The Enemy Below
- Author: Denys Rayner
- Language: English
- Publisher: HarperCollins
- Publication date: 1956
- Publication place: United Kingdom
- Media type: Print (hardback & paperback)
- Pages: 192
- ISBN: 9780006163800

= The Enemy Below (novel) =

1956 novel by Denys Rayner

The Enemy Below is a 1956 novel written by Denys Rayner. It was based on the author’s experiences during the Battle of the Atlantic in World War II.

A 1957 film starring Robert Mitchum and Curd Jürgens was based on the novel, but with major changes to characters and action, including making the destroyer an American ship.

==Plot==

The story covers four days in September 1943.

His Majesty’s Destroyer Hecate is on independent patrol in the South Atlantic, when they detect by radar a distant object. Coming closer, it proves to be a German U-boat running on the surface. U-121 is in fact on its way to rendezvous with a German merchant raider in the South Atlantic Ocean, where they are to collect vital documents concerning British cyphers. The submarine does not detect the approach of the ship for some time, believing the radar contact to be a ‘ghost echo’. When the contact is eventually identified and reported to the commander, Peter von Stolberg, he is furious with the watch officers for the delay. He immediately orders the U-boat to dive.

John Murrell, captain of the Hecate, proves himself a match for the wily U-boat Kapitän von Stolberg, a man from an aristocratic background who is not enamoured with the Nazi regime. A prolonged and deadly battle of wits ensues that tests both men and their crews. Each man grows to respect his unseen opponent.

Murrell stalks the U-boat and subjects von Stolberg and his crew to multiple depth charge attacks. Von Stolberg unsuccessfully tries to torpedo the destroyer.

The submarine, badly damaged and critically short of air and battery power, is forced to the surface, and a gun battle takes place. The destroyer also is badly damaged; she loses steam and therefore all power. Many sailors are killed or wounded. But they manage to send off a radio message on an emergency short-range transmitter.

Eventually, both commanders order to abandon ship, and the survivors pile into lifeboats.

Murrell and von Stolberg find themselves in the same lifeboat. Murrell assumes that von Stolberg will now formally surrender, but in fact, the latter demands that Murrell surrenders, believing that the German ship they are to rendezvous with is very close. The two commanders, now angry, engage in fisticuffs. von Stolberg is nearly knocked into the sea by a punch from Murrell and the latter is struck with a wooden oar by an enraged young German sailor.

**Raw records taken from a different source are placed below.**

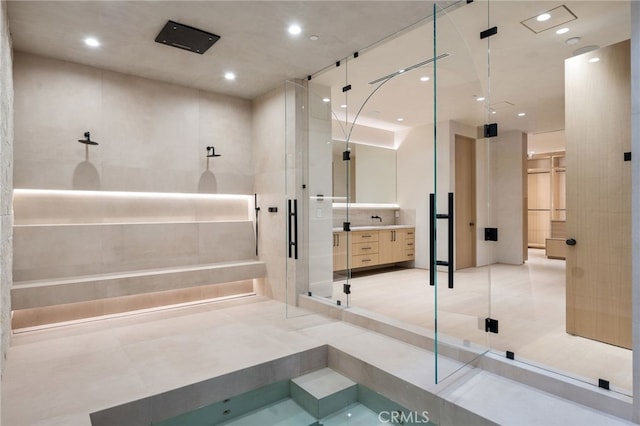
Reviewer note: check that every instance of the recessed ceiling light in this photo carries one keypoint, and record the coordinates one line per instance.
(295, 29)
(90, 41)
(573, 40)
(543, 17)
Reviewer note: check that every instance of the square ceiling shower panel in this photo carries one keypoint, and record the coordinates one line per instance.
(556, 16)
(186, 37)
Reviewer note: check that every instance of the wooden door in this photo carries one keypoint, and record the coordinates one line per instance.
(465, 202)
(598, 190)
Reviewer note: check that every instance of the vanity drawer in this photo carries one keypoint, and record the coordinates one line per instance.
(364, 248)
(364, 260)
(364, 236)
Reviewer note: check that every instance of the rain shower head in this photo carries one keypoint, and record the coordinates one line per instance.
(87, 140)
(211, 152)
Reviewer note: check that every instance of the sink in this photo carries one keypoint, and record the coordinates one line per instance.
(374, 227)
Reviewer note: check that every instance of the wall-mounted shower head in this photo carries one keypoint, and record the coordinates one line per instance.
(211, 152)
(87, 139)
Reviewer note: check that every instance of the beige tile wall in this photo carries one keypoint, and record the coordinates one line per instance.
(6, 178)
(152, 135)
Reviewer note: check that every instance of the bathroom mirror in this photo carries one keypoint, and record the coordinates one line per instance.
(372, 171)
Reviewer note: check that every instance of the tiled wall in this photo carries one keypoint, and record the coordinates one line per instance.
(6, 177)
(269, 170)
(152, 135)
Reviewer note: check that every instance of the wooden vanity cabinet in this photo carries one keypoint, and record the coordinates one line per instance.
(364, 248)
(396, 245)
(373, 247)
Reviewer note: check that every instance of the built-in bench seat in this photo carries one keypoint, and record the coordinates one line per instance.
(57, 291)
(84, 254)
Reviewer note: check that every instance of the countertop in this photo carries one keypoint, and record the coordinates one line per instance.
(374, 227)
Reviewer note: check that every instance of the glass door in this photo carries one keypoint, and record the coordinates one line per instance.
(460, 207)
(308, 194)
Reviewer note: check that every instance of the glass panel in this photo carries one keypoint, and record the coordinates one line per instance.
(312, 246)
(569, 316)
(461, 171)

HMS Marabout arrives to take off the survivors. Her captain cheerfully reports that her two companion ships are busily engaged in sinking the German raider.

==Background==

The novel is divided into five major sections, which reflect the nature of the conflict between the U-boat and the destroyer: "Radar Sparring", "ASDIC Duel", "Gun Battle", "Cold Steel", and "Fisticuffs".

In an introductory note, the author points out that the story is fictional; as far as he is aware, no British destroyer ever fought a single-ship action against a U-boat. He further explains that, in such an action, the odds are rather more in favour of the submarine, which has more chances of sinking her adversary by torpedo and deck gun, whilst presenting a smaller target for the destroyer. He further explains that an early attempt by the ship to ram the submarine was not carried out, due to the thin metal used to plate the ship; this would have caused major damage to the latter and little damage to the U-boat.